It can be unnerving during the course of litigation to turn over to your attorney and even opposing counsel personal information. In a family law case for example, discovery can consist of providing tax returns, bank statements, medical records, and even phone records.
Much of this information is personal to you, and would not even be shared with extended family or the closest of friends. However, now you are handing it over to your attorney and opposing counsel. The reasoning behind this is that your attorney cannot advocate what is best for you without all of the information. Even still, it can seem overwhelming to have so much information out of your possession.
So, what happens with your information after it is turned over? The first thing to be sure of is that your attorney has a duty of confidentiality. Your attorney is charged with keeping your information safe, and should keep your file appropriately to that end.
If information needs to be given to the court, however, there is a safeguard there to keep your information private as well. Indiana Administrative Rule 9 protects personal information and puts forth the process for information safekeeping.1
The text of Rule 9 itself explains the purpose of the rule, which is generally to allow the public access to records and the court to have access to all of the information it needs while not making your personal information public record for anyone and everyone to see. This allows the litigant to make the best case using the necessary information, without worry that this will be seen outside of the court.
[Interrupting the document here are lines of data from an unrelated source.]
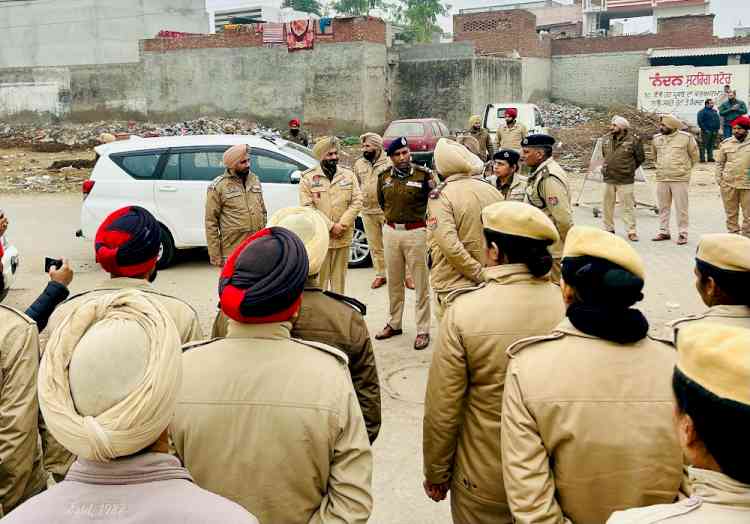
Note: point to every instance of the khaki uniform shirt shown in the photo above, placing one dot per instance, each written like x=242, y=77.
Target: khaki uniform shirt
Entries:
x=334, y=320
x=21, y=472
x=486, y=149
x=274, y=425
x=716, y=499
x=676, y=154
x=367, y=175
x=514, y=189
x=547, y=189
x=733, y=163
x=403, y=196
x=455, y=237
x=467, y=375
x=511, y=137
x=233, y=212
x=623, y=154
x=738, y=316
x=587, y=427
x=300, y=138
x=338, y=200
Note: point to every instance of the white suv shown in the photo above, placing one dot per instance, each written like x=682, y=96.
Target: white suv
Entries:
x=169, y=176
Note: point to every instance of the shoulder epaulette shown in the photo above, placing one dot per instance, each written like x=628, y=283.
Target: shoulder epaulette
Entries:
x=340, y=355
x=349, y=301
x=23, y=316
x=514, y=348
x=192, y=345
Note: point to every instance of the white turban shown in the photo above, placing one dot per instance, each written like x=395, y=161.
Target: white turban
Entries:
x=110, y=376
x=620, y=122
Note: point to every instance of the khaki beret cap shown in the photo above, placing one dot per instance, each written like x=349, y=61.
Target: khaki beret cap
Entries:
x=452, y=158
x=324, y=145
x=307, y=224
x=594, y=242
x=725, y=251
x=519, y=219
x=717, y=357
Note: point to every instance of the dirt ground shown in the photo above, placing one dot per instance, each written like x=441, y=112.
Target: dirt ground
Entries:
x=44, y=225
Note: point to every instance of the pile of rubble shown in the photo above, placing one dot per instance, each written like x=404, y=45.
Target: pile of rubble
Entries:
x=58, y=137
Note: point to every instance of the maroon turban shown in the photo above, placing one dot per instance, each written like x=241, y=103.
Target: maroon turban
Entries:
x=264, y=277
x=127, y=242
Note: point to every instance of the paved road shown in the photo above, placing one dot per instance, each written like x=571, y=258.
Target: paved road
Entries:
x=43, y=225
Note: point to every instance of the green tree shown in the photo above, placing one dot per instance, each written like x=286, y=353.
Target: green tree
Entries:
x=420, y=18
x=306, y=6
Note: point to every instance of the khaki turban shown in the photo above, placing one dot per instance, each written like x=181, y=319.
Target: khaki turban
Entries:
x=110, y=376
x=374, y=139
x=235, y=155
x=324, y=145
x=620, y=122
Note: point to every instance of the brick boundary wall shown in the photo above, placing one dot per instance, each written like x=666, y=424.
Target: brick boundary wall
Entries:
x=357, y=29
x=501, y=32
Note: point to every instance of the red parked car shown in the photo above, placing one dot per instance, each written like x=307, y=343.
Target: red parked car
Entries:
x=422, y=135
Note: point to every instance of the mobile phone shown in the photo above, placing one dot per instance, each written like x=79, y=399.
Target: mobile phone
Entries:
x=49, y=263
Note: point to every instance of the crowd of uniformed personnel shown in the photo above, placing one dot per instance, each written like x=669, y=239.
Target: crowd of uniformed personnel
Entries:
x=548, y=401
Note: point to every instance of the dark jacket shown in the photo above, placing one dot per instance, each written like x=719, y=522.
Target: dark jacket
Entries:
x=708, y=119
x=622, y=156
x=52, y=296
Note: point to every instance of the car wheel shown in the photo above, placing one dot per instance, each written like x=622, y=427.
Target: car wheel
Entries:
x=167, y=251
x=359, y=253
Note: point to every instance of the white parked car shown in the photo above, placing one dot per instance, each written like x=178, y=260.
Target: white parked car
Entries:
x=169, y=176
x=528, y=114
x=10, y=265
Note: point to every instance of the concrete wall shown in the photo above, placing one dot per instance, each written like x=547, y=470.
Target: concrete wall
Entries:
x=81, y=32
x=536, y=78
x=334, y=85
x=598, y=79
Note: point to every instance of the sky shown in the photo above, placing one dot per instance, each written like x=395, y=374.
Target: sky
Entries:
x=729, y=13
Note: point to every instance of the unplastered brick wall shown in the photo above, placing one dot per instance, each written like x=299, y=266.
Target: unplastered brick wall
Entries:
x=679, y=31
x=355, y=29
x=501, y=33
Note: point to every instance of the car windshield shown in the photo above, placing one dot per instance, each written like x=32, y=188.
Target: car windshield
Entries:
x=405, y=129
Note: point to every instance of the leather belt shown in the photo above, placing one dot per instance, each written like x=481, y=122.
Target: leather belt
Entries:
x=407, y=226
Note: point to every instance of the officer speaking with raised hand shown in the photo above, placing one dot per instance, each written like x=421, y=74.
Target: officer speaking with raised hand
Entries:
x=403, y=192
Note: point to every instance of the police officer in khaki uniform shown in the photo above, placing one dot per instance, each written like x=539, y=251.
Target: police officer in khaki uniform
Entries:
x=331, y=318
x=461, y=448
x=260, y=397
x=722, y=271
x=22, y=475
x=512, y=133
x=733, y=176
x=586, y=426
x=334, y=192
x=402, y=194
x=623, y=155
x=234, y=205
x=368, y=169
x=712, y=404
x=676, y=153
x=507, y=179
x=482, y=136
x=547, y=189
x=455, y=242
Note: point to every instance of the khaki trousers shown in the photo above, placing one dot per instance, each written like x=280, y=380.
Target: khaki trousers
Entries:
x=466, y=509
x=666, y=192
x=333, y=270
x=406, y=249
x=628, y=206
x=374, y=233
x=734, y=199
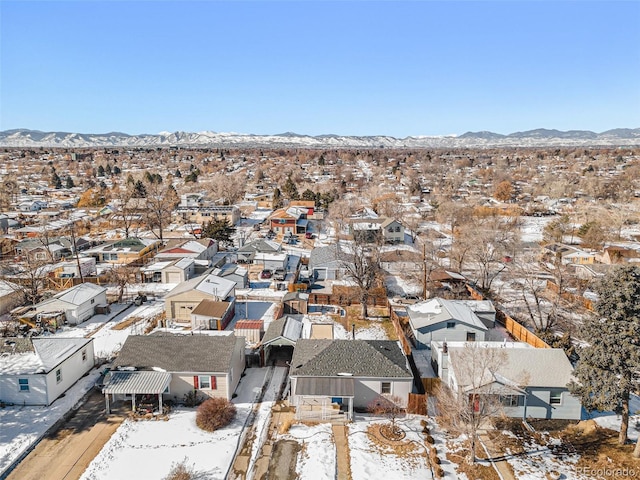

The definition of what information is protected is also found in the text of Rule 9. For example, adoption records created after July 8, 1941 are confidential and excluded from public access. Records relating to drug tests are also confidential, as are records of juvenile proceedings.
Further, records of child abuse or information that relates to a protection from abuse or no contact order are confidential as well. And medical, mental health, and tax records are confidential, unless otherwise determined. There are exceptions, but as a general rule, the policy of Administrative Rule 9 is to keep personal information private and out of the realm of public access.
In order to make sure the information remains private, there are options to ensure confidentiality. The litigant or attorney can redact the information that is confidential such as Social Security Numbers or dates of birth. Also, the litigant or attorney can file on green paper.
The green paper filings go to the court like any other filings or documents, but are kept separately from the records that are open to the public. Essentially, they are part of the file, but still not accessible as that part of the file is not for public access.
As with so many things in life, access to information is a balance. There is certainly a need for people to be able to access public records, and our system is built on the premise that public records are available for review. However, when one’s personal and confidential information is being offered to the court, public access must be restricted.
So, discuss openly with your attorney about your case and what documentation is needed or has been requested. And, know that confidential information that falls under the umbrella of the Rule will remain private.